Published in The History of Parliament: the House of Commons 1558-1603, ed. P.W. Hasler, 1981
Available from Boydell and Brewer



Family and Education

s. of (?John) Rawlins of Little Wakering by his w. Elizabeth. m. Mary, s.p.

Offices Held

Servant of 1st and 2nd Earls of Essex; j.p. Essex from c.1599, q. by 1601, sheriff 1604-5.


As on other occasions Cardigan Boroughs looked far afield for their representative in 1597. In the previous Parliament the influence of the Devereux family had procured the return of the end Earl of Essex’s comrade in arms, Sir Ferdinando Gorges. The same influence was no doubt behind Rawlins in 1597. He had been in the service of the 1st Earl, and he was one of the five confidential agents chosen, on the eve of the Earl’s death in 1576, to. carry out his last wishes and to serve as feoffee of his will, with special regard to the infant heir.
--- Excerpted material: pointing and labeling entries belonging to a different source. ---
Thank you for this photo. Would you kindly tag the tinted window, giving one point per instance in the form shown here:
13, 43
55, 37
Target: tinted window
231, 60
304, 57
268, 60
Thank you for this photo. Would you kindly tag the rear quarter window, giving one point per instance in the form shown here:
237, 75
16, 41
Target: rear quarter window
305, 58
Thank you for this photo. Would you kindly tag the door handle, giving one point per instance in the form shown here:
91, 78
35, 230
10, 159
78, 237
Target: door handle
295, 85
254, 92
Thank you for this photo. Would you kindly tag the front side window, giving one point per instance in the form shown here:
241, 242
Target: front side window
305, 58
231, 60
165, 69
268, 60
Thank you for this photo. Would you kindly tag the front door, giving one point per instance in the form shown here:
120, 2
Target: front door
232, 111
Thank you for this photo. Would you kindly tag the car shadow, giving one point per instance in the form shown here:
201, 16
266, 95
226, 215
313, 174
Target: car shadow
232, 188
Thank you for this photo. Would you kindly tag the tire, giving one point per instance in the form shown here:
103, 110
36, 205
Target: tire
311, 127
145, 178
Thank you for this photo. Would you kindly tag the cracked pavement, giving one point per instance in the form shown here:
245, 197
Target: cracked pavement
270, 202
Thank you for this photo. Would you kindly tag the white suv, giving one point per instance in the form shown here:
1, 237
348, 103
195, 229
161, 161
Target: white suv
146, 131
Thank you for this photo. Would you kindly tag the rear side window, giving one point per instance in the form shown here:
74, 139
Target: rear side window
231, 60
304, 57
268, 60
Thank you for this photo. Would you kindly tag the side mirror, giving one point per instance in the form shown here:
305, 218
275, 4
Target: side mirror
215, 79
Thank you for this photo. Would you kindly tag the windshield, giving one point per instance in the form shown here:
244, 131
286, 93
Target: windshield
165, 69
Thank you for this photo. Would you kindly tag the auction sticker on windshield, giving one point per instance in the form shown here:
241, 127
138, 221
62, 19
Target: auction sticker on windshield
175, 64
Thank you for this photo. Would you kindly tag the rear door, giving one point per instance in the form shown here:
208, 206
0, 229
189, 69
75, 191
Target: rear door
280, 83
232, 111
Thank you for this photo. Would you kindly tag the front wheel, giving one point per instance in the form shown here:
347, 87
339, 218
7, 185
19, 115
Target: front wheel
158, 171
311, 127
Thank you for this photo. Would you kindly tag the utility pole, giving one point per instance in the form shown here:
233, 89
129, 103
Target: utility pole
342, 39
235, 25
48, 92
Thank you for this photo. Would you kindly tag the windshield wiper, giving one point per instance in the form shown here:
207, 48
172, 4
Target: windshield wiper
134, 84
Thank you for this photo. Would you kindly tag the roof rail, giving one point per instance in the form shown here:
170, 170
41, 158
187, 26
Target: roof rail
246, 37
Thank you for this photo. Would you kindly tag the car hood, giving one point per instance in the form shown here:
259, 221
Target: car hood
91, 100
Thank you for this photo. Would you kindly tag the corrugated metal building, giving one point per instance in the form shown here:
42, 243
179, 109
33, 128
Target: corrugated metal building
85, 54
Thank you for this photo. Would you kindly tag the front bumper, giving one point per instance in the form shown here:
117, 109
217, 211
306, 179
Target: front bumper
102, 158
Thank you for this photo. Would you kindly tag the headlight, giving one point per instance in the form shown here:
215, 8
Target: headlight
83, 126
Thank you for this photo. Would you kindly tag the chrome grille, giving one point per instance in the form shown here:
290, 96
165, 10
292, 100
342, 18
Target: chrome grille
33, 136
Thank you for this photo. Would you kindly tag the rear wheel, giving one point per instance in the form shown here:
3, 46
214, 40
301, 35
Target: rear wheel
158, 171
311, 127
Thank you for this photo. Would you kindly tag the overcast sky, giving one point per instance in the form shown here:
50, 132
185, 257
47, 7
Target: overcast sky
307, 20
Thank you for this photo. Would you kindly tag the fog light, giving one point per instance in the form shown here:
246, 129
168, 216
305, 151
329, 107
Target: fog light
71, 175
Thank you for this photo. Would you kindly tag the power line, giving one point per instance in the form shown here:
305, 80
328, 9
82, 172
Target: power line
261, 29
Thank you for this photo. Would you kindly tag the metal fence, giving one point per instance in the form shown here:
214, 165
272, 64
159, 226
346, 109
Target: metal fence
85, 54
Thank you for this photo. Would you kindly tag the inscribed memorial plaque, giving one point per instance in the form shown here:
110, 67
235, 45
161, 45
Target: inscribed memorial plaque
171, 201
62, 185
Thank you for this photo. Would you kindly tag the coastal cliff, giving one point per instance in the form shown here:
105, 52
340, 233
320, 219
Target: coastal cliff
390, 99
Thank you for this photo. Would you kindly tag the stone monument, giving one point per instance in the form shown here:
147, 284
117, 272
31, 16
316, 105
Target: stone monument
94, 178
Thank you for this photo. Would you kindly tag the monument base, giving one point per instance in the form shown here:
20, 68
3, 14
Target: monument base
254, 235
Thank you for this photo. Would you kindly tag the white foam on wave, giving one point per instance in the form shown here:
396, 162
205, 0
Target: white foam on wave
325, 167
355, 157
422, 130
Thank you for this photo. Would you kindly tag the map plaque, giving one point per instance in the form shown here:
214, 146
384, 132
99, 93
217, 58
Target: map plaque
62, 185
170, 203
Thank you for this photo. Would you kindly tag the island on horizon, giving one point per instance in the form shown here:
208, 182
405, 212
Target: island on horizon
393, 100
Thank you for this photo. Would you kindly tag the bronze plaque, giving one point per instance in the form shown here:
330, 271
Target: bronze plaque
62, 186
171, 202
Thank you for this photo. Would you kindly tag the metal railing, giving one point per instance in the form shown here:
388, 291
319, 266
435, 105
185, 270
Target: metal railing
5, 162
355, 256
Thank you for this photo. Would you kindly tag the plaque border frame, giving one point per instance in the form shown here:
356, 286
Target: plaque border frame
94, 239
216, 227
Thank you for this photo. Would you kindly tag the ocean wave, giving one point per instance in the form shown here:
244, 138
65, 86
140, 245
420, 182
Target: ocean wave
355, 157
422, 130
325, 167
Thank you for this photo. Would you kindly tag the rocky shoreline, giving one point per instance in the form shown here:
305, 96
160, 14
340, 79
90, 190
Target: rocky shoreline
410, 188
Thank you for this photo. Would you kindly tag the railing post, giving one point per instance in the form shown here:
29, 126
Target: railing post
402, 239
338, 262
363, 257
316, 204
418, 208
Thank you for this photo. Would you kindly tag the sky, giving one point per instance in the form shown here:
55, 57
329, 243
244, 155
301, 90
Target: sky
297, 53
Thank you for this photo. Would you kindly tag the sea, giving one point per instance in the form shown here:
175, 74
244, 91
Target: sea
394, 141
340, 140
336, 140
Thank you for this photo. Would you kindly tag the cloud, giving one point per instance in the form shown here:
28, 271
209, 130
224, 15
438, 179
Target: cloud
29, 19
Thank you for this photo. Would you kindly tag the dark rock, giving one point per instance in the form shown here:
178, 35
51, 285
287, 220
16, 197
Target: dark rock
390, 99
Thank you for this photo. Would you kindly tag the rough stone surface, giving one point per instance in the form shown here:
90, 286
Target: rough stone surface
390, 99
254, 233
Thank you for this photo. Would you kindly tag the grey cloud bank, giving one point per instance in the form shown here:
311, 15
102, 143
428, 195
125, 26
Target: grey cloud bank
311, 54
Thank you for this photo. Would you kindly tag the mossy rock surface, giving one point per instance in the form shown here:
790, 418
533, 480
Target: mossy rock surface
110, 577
No mention of Rawlins occurs in the journal of the 1597 Parliament, but he may have attended the committee on Newport bridge appointed 29 Mar. 1597. The Captain Rawlins in the service of the 2nd Earl was probably Thomas Rawlins’s brother John, to whom the Earl’s secretary Edward Reynolds wrote 2 Jan. 1602, saying that the death of Essex had dispersed all their friends and admonishing him ‘Perform well the business handed to you by your brother’. Again when Captain Rawlins was away, Reynolds wrote ‘your brother is in the country playing the good husband. His wife I think has the gift of enchanting’. Both John and Thomas Rawlins borrowed heavily from Reynolds, who wrote to his own brother, 30 June 1605:

Mr. Thomas Rawlins is extreme sick, and in great danger. You know how much of my poor state rested in their hands, and therefore it behoved me to hearken after them ... But you must inquire ... as in kindness, not ministering any suspicions of doubtfulness, for they are very apprehensive. If God call him, I pray you to advertise me by the first opportunity, for I must not [let] businesses of such moment to sleep, and be secure in such accidents, not knowing in what sort their state may be enjoyed.
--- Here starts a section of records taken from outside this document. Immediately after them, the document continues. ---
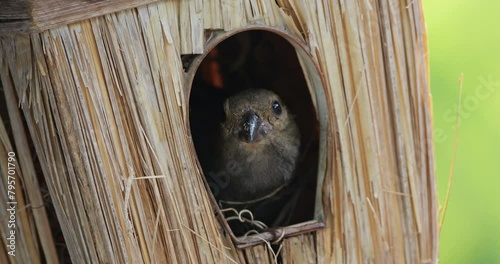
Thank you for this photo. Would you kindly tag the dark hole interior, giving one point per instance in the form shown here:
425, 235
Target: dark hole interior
256, 59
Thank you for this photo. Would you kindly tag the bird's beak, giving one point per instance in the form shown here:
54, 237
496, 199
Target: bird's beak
250, 126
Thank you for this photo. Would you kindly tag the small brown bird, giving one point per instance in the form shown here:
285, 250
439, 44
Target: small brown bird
259, 146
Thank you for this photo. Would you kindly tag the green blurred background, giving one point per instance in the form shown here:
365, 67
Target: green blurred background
464, 37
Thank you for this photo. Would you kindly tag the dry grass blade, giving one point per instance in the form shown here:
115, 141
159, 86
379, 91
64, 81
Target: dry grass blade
453, 159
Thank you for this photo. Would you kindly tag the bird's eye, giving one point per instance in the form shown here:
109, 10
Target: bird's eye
277, 108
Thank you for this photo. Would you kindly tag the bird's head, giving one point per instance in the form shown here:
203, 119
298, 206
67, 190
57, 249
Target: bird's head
254, 115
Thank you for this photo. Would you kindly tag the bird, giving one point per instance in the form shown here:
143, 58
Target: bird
258, 147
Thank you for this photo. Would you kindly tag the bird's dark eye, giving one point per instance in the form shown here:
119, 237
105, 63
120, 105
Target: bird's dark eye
277, 108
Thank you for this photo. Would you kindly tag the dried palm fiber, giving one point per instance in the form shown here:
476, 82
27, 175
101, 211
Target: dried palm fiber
105, 99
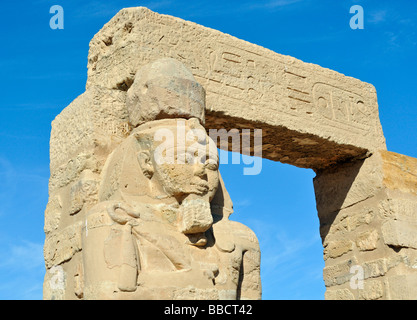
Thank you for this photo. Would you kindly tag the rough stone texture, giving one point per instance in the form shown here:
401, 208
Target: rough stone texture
98, 246
311, 117
368, 215
121, 224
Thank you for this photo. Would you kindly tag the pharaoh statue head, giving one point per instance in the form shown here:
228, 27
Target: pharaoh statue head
161, 228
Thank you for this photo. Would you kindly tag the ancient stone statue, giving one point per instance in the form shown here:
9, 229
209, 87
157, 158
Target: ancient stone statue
160, 229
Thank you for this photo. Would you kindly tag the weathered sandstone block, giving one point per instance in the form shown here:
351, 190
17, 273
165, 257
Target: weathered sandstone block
311, 117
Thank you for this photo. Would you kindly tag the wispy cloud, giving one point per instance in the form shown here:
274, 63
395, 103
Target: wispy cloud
379, 16
274, 4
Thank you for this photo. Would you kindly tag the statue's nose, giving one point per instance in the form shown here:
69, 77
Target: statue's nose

Rawlins’s will—proved by his brother John 23 Mar. 1606—does not mention these debts. All his lands went to John Rawlins; another brother Edward and the poor of Little and Much Wakering were remembered and the widow Mary was to have his plate and his coach. Edward and Mary disputed the will, and sentence was given in favour of John Rawlins 2 Dec. 1606.

PCC 4 Alenger; 1, 28 Sainberbe; 31, 91 Stafforde; APC, xxix. 682-3; xxx. 436; CSP Dom. 1598-1601, p. 172; 1601-3, pp. 141, 213; 1603-10, passim; D’Ewes, 565; HMC Hatfield, viii. 261; xi. 407, 418-19; xiii. 553; Cam. Misc. xiii(3), 5; Lansd. 23, f. 152; SP14/14/62.